Le premier ministre Nikol Pashinyan a quitté Erevan dans la soirée d'hier pour se rendre à Bruxelles où il devrait rencontrer ce mercredi 6 avril le président azerbaïdjanais Ilham Aliyev. Organisé sous la médiation de Charles Michel, président du Conseil de l'Europe, l'entretien des deux chefs d'État est attendu comme un rendez-vous décisif sur le devenir de la République autoproclamée du Karabagh et des relations arméno-azéries.
Par Olivier Merlet
Les échanges diplomatiques intenses qui avaient démarré la semaine dernière d'Erevan à Bakou, de Moscou à Istanbul se sont poursuivis jusqu’à la dernière minute et ce coup de fil, hier après-midi, du premier ministre au secrétaire d'État américain Anthony Blinken. À son arrivée à Bruxelles, Nikol Pashinyan devrait s'entretenir en privé avec le président du Conseil européen Charles Michel avant d'engager réellement les discussions avec le président azerbaidjanais.
L'ouverture des pourparlers en vue de l'établissement d'une paix globale entre l'Arménie et l'Azerbaïdjan devrait débuter sur la base de la "proposition en cinq points" émise par la partie azerbaidjanaise pour la normalisation des relations entre les deux pays. Toutefois, la réunion tripartite de Bruxelles, attendue comme cruciale, se déroulera dans une atmosphère extrêmement tendue au Karabakh depuis ces dernières semaines․ L'armée azerbaïdjanaise, violant les accords de cessez-le feu, a récemment mené une incursion et continue de stationner en zone sous contrôle des forces d'interposition russes, faisant trois victimes du côté arménien. Elle n'a de cesse par ailleurs de maintenir la population civile arménienne sous forte pression psychologique, lui intimant instamment de quitter le territoire. Pour Bakou, qui a bien fait comprendre qu’elle ne souhaitait pas que l’ancienne région autonome puisse bénéficier d’un quelconque statut d’autonomie politique ou culturelle, la question du statut du Karabakh ne se pose pas, alors qu'Erevan entend en faire une question de principe et de soumettre les négociations de paix a la médiation du groupe de Minsk.
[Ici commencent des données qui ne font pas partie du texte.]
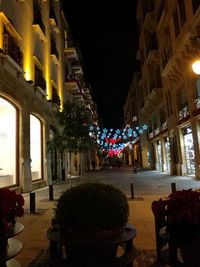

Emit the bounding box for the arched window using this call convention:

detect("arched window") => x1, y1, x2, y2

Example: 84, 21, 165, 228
30, 115, 42, 180
0, 97, 17, 187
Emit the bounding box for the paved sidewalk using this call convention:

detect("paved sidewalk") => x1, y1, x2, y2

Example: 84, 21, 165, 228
15, 169, 200, 267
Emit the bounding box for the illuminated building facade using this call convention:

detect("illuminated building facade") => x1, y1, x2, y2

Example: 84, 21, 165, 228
127, 0, 200, 179
0, 0, 96, 192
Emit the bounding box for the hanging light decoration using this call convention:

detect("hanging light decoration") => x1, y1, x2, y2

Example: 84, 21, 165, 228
89, 124, 148, 157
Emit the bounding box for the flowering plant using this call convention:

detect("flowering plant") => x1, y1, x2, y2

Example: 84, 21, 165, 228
0, 188, 24, 232
152, 189, 200, 246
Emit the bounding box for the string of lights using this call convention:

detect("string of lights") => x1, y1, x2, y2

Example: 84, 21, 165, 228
89, 124, 148, 157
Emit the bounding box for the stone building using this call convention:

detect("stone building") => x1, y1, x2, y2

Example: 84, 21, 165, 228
0, 0, 96, 192
125, 0, 200, 179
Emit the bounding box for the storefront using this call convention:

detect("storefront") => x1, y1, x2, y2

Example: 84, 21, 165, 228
182, 125, 195, 174
0, 97, 18, 187
155, 140, 162, 171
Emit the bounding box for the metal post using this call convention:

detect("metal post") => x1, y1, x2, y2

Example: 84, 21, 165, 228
49, 184, 53, 200
131, 183, 134, 199
171, 183, 176, 193
30, 192, 36, 213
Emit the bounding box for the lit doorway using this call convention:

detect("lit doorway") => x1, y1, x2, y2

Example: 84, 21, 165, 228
30, 115, 42, 180
183, 125, 195, 174
156, 141, 162, 171
0, 97, 17, 187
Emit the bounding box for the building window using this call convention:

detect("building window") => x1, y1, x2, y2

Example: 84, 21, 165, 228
192, 0, 200, 14
173, 0, 186, 38
35, 64, 46, 92
0, 97, 17, 187
30, 115, 42, 180
178, 0, 186, 27
173, 10, 180, 37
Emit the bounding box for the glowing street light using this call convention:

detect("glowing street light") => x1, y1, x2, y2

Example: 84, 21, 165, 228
192, 59, 200, 75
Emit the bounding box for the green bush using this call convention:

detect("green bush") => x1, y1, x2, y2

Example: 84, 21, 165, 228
55, 183, 129, 233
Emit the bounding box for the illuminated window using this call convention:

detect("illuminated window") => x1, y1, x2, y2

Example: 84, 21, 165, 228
30, 115, 42, 180
0, 97, 17, 187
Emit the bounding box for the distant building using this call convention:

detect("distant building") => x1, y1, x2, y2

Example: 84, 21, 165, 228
0, 0, 96, 192
125, 0, 200, 179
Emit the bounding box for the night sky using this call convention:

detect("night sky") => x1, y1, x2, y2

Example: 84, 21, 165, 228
63, 0, 137, 128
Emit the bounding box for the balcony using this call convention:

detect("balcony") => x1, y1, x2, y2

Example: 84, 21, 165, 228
192, 96, 200, 116
161, 121, 168, 132
64, 47, 78, 60
34, 74, 47, 99
49, 6, 59, 33
2, 33, 23, 73
141, 88, 163, 117
178, 106, 190, 124
65, 74, 79, 90
33, 4, 46, 40
147, 49, 160, 64
144, 12, 157, 32
162, 46, 173, 69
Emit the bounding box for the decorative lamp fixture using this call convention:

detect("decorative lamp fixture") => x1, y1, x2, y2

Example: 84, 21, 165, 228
192, 59, 200, 75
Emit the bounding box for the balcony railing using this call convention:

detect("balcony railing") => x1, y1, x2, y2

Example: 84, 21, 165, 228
162, 46, 172, 69
161, 121, 168, 132
51, 88, 60, 106
3, 33, 23, 68
154, 127, 160, 136
194, 96, 200, 109
179, 106, 190, 121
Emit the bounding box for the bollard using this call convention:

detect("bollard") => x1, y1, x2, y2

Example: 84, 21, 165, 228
49, 184, 53, 200
171, 183, 176, 193
131, 183, 134, 199
30, 192, 36, 213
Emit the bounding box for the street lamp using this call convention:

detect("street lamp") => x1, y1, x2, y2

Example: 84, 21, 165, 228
192, 59, 200, 75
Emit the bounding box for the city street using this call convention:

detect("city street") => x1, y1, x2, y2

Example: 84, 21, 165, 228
79, 167, 200, 196
16, 170, 200, 267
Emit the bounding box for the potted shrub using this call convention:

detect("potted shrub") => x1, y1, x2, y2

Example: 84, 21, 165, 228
152, 189, 200, 267
55, 183, 129, 266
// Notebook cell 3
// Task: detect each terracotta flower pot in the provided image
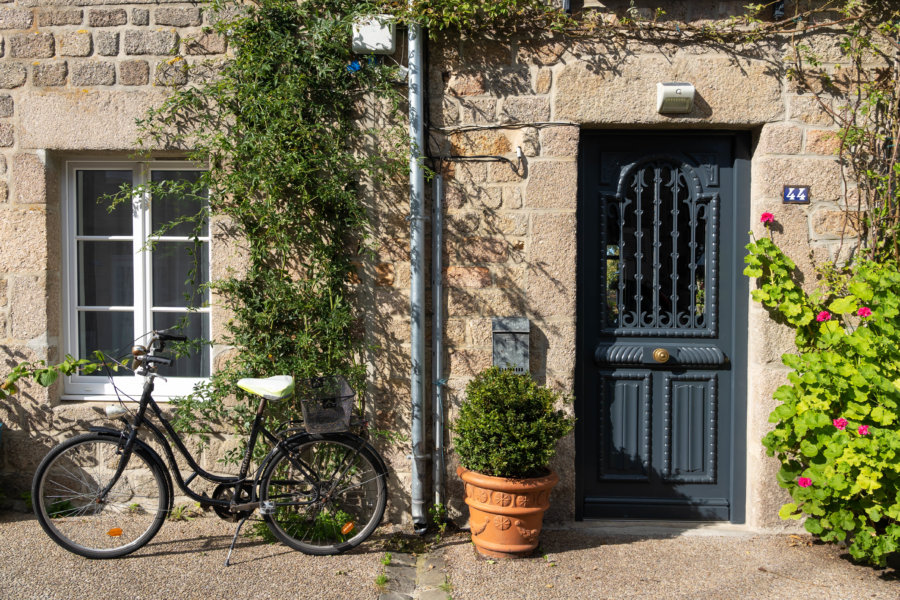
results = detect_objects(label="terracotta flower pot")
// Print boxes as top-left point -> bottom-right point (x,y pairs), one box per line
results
456,467 -> 559,558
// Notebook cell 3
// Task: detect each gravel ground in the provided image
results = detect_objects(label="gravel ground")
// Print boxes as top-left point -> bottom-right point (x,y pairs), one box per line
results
0,513 -> 900,600
0,513 -> 384,600
436,529 -> 900,600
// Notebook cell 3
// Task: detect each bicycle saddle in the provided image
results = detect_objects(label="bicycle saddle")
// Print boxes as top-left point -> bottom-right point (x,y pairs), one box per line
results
237,375 -> 294,400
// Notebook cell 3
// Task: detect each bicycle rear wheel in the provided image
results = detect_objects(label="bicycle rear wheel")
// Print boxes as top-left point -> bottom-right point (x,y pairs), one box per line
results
259,433 -> 387,554
32,433 -> 169,558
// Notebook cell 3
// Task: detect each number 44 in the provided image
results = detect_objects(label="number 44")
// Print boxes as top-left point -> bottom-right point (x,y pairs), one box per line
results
784,185 -> 809,204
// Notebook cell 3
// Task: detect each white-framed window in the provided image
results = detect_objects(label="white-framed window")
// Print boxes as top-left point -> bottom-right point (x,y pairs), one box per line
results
61,160 -> 211,400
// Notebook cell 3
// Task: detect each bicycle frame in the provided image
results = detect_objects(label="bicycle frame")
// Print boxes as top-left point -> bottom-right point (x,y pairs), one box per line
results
96,377 -> 304,512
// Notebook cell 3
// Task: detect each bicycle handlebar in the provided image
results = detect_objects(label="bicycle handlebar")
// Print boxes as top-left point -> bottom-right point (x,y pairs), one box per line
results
153,329 -> 187,342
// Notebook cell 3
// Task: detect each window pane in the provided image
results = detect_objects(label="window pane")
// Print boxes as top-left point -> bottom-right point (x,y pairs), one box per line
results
76,171 -> 132,235
153,312 -> 210,377
78,241 -> 134,306
151,171 -> 209,236
153,241 -> 209,308
78,311 -> 134,358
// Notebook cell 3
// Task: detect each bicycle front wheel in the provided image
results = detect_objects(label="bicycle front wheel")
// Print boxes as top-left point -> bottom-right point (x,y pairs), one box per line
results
32,433 -> 169,558
259,434 -> 387,554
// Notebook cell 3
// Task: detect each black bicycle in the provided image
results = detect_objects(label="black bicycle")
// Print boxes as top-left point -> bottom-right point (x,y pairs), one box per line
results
32,331 -> 387,565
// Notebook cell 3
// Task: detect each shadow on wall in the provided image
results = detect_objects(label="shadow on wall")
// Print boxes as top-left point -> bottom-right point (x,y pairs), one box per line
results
0,346 -> 106,510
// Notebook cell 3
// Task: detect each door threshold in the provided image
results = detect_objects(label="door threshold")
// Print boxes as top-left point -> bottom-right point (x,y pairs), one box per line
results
544,519 -> 759,537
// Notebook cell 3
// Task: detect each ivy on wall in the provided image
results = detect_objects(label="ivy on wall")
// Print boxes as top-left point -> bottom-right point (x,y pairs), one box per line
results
0,0 -> 900,564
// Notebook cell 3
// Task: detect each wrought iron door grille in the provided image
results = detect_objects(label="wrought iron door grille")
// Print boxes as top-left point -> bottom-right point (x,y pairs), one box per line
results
600,156 -> 719,337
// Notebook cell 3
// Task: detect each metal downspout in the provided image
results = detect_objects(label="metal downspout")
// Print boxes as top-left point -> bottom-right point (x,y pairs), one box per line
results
409,14 -> 428,533
431,175 -> 446,506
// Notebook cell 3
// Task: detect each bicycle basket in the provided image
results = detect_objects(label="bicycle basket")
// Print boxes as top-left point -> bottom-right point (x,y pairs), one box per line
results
294,375 -> 356,433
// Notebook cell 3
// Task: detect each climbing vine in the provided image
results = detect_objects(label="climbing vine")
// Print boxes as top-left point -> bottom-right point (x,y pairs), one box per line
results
0,0 -> 900,556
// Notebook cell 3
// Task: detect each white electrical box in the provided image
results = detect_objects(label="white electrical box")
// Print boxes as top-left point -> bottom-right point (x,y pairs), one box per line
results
656,81 -> 695,114
353,15 -> 396,54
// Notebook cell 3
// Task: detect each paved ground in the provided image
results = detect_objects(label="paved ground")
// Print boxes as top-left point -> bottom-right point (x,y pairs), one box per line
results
0,513 -> 900,600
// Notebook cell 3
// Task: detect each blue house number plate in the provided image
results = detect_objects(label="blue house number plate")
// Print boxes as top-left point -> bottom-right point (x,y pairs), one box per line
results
783,185 -> 809,204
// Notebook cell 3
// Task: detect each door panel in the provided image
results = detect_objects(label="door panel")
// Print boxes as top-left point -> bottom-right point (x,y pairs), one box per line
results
576,132 -> 744,520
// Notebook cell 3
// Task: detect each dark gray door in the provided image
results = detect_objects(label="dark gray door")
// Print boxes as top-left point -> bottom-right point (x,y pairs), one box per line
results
576,132 -> 749,522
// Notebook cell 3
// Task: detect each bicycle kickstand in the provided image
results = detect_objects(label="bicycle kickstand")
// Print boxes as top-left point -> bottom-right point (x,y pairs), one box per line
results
225,517 -> 250,567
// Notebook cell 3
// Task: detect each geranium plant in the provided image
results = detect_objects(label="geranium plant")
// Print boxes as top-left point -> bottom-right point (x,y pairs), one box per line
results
744,217 -> 900,565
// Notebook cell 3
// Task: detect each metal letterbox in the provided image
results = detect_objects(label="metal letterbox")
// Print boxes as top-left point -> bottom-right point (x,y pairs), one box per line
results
492,317 -> 531,373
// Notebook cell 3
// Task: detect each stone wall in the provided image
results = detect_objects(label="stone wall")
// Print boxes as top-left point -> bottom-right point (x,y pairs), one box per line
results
0,0 -> 872,528
0,0 -> 232,506
429,10 -> 860,529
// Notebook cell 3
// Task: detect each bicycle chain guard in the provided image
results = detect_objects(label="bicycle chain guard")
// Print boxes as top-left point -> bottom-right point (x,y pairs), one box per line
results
212,483 -> 253,523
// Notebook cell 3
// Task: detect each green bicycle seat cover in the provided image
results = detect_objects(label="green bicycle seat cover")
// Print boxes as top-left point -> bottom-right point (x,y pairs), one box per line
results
238,375 -> 294,400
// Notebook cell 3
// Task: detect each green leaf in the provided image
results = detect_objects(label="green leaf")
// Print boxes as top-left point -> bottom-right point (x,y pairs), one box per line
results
828,296 -> 859,315
847,280 -> 872,302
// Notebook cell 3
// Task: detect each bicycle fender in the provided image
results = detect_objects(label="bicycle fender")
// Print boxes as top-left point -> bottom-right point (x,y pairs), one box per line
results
88,427 -> 175,508
276,431 -> 389,473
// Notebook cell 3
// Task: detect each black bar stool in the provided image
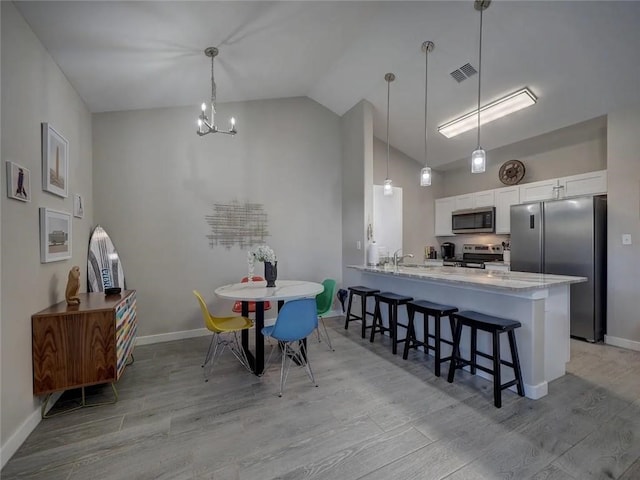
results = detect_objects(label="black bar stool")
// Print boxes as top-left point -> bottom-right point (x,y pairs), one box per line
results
369,292 -> 413,355
447,310 -> 524,408
344,286 -> 380,338
402,300 -> 458,377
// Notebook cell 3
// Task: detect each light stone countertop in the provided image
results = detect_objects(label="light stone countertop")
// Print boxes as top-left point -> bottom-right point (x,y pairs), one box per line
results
347,265 -> 587,292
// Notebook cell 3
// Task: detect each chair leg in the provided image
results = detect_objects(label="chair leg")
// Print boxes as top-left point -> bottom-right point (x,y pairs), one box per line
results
369,298 -> 382,343
300,342 -> 318,387
493,332 -> 502,408
436,314 -> 442,377
278,342 -> 318,397
344,292 -> 353,330
228,332 -> 251,372
447,322 -> 462,383
509,330 -> 524,397
200,333 -> 216,368
203,334 -> 227,382
316,317 -> 335,352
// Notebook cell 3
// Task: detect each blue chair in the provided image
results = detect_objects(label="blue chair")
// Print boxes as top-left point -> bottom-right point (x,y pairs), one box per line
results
316,278 -> 336,352
262,298 -> 318,397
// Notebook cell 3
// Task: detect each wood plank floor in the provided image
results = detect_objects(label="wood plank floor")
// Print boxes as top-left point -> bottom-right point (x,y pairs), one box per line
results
0,318 -> 640,480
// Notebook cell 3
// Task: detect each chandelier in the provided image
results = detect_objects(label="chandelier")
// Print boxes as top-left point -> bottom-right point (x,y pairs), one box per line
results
197,47 -> 238,137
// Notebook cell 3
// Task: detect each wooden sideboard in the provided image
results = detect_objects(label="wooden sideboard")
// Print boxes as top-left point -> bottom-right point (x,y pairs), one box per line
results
31,290 -> 137,395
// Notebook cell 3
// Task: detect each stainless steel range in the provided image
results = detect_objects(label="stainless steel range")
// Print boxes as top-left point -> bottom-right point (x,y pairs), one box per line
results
442,243 -> 504,268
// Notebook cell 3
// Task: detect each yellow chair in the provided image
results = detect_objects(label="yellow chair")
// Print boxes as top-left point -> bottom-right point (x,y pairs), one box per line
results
193,290 -> 253,382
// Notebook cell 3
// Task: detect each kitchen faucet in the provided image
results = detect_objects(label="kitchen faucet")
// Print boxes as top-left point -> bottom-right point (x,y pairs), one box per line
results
393,248 -> 413,267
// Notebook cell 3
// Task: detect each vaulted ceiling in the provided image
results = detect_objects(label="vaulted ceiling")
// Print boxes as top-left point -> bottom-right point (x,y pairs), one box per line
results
16,0 -> 640,168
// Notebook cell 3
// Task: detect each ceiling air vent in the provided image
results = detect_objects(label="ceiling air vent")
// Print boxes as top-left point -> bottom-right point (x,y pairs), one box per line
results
451,63 -> 478,83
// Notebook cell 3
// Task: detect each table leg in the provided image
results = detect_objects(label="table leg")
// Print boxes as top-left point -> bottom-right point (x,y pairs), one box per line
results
240,302 -> 256,372
254,302 -> 264,375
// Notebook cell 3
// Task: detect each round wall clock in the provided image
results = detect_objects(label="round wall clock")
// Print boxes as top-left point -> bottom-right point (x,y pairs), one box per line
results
498,160 -> 525,185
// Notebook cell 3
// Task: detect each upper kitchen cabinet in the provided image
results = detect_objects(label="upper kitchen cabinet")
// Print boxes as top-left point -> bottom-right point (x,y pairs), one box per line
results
473,190 -> 497,208
519,178 -> 558,203
455,190 -> 495,210
495,187 -> 520,233
558,170 -> 607,198
435,197 -> 457,236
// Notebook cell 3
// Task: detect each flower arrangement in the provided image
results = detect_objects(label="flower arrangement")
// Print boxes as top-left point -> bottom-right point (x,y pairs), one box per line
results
247,245 -> 276,263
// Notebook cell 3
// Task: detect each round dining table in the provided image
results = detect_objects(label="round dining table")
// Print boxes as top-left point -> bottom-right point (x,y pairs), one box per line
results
215,280 -> 324,375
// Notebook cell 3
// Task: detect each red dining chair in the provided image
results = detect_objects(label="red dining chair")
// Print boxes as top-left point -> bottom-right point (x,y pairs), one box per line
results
231,275 -> 271,313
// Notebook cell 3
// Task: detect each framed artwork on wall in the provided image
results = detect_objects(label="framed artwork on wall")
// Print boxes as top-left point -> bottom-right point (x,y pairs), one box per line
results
42,122 -> 69,197
7,162 -> 31,202
73,194 -> 84,218
40,207 -> 71,263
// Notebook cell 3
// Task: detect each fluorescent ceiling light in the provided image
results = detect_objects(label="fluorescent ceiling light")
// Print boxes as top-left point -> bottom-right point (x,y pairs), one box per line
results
438,87 -> 538,138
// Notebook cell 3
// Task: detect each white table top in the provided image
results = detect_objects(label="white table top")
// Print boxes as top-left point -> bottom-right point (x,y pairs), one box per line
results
215,279 -> 324,302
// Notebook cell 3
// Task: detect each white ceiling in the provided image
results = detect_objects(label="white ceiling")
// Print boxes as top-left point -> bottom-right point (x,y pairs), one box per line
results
16,0 -> 640,168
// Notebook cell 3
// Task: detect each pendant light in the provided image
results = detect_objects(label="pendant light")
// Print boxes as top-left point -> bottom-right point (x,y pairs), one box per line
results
471,0 -> 491,173
420,41 -> 435,187
382,73 -> 396,195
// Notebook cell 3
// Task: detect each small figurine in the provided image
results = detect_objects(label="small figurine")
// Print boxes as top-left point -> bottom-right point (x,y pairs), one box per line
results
64,265 -> 80,305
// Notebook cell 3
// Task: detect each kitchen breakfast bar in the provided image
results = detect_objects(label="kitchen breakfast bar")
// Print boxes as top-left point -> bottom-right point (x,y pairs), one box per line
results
347,265 -> 587,399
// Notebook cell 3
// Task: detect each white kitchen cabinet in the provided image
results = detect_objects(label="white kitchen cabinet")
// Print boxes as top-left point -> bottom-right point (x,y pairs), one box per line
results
454,193 -> 473,210
558,170 -> 607,198
472,190 -> 497,208
495,187 -> 520,233
435,197 -> 456,236
484,262 -> 511,272
520,178 -> 558,203
455,190 -> 495,210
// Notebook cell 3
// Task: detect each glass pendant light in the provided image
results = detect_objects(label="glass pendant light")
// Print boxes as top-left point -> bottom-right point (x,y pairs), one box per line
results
420,41 -> 435,187
471,0 -> 491,173
382,73 -> 396,195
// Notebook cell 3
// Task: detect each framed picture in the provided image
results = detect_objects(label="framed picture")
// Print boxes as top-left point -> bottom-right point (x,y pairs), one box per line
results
7,162 -> 31,202
40,207 -> 71,263
42,123 -> 69,197
73,194 -> 84,218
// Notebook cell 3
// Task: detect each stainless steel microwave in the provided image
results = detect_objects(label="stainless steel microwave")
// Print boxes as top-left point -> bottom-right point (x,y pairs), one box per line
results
451,207 -> 496,233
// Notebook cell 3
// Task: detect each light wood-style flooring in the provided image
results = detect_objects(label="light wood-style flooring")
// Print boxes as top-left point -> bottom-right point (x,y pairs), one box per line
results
1,318 -> 640,480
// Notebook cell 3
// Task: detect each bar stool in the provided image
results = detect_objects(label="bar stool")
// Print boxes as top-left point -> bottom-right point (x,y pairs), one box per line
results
344,286 -> 380,338
369,292 -> 413,355
447,310 -> 524,408
402,300 -> 458,377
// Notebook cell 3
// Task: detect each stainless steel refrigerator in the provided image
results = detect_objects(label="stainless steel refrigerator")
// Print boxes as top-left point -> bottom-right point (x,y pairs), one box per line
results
511,195 -> 607,342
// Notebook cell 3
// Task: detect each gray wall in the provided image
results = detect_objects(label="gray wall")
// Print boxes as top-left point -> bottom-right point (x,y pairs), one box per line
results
373,138 -> 444,262
341,100 -> 373,286
606,105 -> 640,350
441,117 -> 607,197
0,2 -> 93,464
93,98 -> 342,339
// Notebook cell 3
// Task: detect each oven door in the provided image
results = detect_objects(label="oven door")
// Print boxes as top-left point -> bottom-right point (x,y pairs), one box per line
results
451,207 -> 496,233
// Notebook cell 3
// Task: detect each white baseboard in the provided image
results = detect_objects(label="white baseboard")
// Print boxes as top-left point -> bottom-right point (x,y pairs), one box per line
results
604,335 -> 640,352
136,328 -> 211,345
0,404 -> 41,468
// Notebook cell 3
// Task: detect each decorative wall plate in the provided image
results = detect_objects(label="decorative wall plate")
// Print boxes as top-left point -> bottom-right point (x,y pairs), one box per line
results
498,160 -> 525,185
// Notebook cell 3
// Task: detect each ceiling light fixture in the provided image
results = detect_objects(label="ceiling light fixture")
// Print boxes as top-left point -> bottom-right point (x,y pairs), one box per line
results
471,0 -> 491,173
438,87 -> 538,138
420,41 -> 435,187
197,47 -> 238,137
382,73 -> 396,195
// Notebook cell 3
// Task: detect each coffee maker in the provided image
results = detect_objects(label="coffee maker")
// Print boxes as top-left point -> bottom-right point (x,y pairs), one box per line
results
440,242 -> 456,260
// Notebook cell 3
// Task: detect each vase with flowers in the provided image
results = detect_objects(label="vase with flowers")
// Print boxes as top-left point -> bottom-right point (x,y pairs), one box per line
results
247,245 -> 278,287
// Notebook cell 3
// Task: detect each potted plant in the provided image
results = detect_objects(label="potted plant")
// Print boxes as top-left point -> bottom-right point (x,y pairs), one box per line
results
247,245 -> 278,287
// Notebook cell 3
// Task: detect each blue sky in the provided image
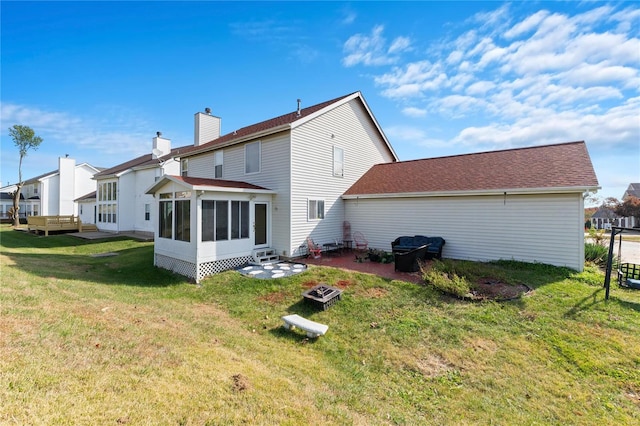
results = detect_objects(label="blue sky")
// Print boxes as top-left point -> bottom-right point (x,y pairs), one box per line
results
0,1 -> 640,205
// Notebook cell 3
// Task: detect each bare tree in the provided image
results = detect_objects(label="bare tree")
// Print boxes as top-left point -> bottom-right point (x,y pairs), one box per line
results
9,124 -> 42,226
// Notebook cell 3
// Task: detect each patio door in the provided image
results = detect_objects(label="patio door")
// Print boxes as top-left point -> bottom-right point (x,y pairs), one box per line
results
253,203 -> 268,247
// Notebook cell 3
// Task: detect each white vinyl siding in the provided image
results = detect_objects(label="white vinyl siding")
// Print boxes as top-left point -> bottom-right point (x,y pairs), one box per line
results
333,146 -> 344,177
307,200 -> 324,220
244,141 -> 262,175
345,194 -> 584,270
213,150 -> 224,179
182,132 -> 290,256
291,100 -> 393,255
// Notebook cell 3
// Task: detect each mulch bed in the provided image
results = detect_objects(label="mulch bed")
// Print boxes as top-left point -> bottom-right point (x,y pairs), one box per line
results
466,277 -> 532,301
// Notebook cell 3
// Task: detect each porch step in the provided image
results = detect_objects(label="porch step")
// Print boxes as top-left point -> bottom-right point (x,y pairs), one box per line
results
252,248 -> 280,265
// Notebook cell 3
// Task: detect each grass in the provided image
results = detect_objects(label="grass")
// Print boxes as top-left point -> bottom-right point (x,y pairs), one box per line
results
0,227 -> 640,425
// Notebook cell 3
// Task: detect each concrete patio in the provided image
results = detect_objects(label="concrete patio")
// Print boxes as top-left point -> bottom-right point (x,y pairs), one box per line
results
298,250 -> 422,284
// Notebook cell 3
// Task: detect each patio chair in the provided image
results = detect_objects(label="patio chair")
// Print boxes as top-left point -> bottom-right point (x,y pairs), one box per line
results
353,231 -> 369,251
307,237 -> 322,259
394,245 -> 429,272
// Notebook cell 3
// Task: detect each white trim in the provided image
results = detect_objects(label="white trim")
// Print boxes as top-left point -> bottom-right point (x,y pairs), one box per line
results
342,187 -> 599,200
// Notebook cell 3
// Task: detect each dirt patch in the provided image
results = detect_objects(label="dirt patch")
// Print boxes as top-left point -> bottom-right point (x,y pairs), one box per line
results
231,374 -> 249,392
471,277 -> 532,300
367,287 -> 389,299
258,291 -> 287,305
333,280 -> 353,289
302,281 -> 318,288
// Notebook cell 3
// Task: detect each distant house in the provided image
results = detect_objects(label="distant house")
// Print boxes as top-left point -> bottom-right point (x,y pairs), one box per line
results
147,92 -> 598,281
91,132 -> 190,234
0,157 -> 100,223
591,183 -> 640,229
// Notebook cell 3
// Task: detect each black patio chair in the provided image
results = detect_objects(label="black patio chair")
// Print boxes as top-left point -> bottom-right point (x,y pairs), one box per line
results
394,244 -> 429,272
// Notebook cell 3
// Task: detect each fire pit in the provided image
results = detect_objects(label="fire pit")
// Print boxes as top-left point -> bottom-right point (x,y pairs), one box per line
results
302,284 -> 342,311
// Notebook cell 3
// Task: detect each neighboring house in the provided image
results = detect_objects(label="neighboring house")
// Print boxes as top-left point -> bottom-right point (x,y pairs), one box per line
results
148,92 -> 397,280
147,92 -> 598,281
92,122 -> 212,233
343,142 -> 598,270
0,190 -> 27,223
591,183 -> 640,229
75,191 -> 98,225
0,157 -> 100,223
591,207 -> 622,229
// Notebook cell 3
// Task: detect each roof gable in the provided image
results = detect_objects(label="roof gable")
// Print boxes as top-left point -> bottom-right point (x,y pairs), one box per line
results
344,142 -> 598,197
178,92 -> 398,159
622,183 -> 640,199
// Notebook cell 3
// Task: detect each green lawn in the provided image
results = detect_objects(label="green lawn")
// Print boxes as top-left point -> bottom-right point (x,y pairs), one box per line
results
0,227 -> 640,425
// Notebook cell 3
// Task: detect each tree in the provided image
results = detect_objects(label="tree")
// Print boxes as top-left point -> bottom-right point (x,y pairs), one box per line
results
9,124 -> 42,226
613,195 -> 640,226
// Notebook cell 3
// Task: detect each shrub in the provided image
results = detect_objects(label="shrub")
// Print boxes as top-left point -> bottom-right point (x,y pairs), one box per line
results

L'ancien président de la République Serge Sarkissian, qui participait hier soir à Erevan à une manifestation réunissant plusieurs milliers de personnes place de la Liberté, a déclaré à propos de la réunion de Bruxelles qu'il ignorait tout d'éventuels accords passés entre les deux parties en préalable à ce sommet et qu'il « ne pense pas qu'ils réussiront à faire de l'Artsakh une partie de l'Azerbaïdjan ou à faire de l'Arménie un pays qui implore toujours la paix. »
A Stepanakert, dans le même temps, le parlement d'Artsakh réuni en séance extraordinaire réaffirmait solennellement son droit à l'autodétermination et, dans une déclaration commune à la quasi-unanimité des députés appelait à l'union nationale arménienne : « Dans les conditions actuelles, la consolidation des obligations de la République d'Arménie de garantir la sécurité de l'Artsakh, la création d'une atmosphère d'unité pan-arménienne ne peuvent que créer des conditions suffisantes pour assurer l'avenir du peuple arménien dans la Mère Patrie. […] La clé de l'existence de l'État arménien et de la sécurité du peuple arménien se trouve en Artsakh. »
N.B.
La proposition en cinq points :
- Reconnaissance mutuelle de la souveraineté, de l'intégrité territoriale, de l'inviolabilité des frontières internationales et de l'indépendance politique des deux parties,
- Confirmation mutuelle de l'absence de revendications territoriales des États l'un envers l'autre et l'obligation légale de ne pas déposer de telles revendications à l'avenir,
- Absence de menace sécuritaire mutuelle dans les relations interétatiques, de recours à la menace et à la force contre l'indépendance politique et l'intégrité territoriale des parties, ainsi que d'autres facteurs incompatibles avec les objectifs de la Charte des Nations unies,
- Délimitation et démarcation de la frontière des états, établissement de relations diplomatiques,
- Ouverture des transports et des communications, établissement d'autres communications pertinentes et coopération dans d'autres domaines d'intérêt commun.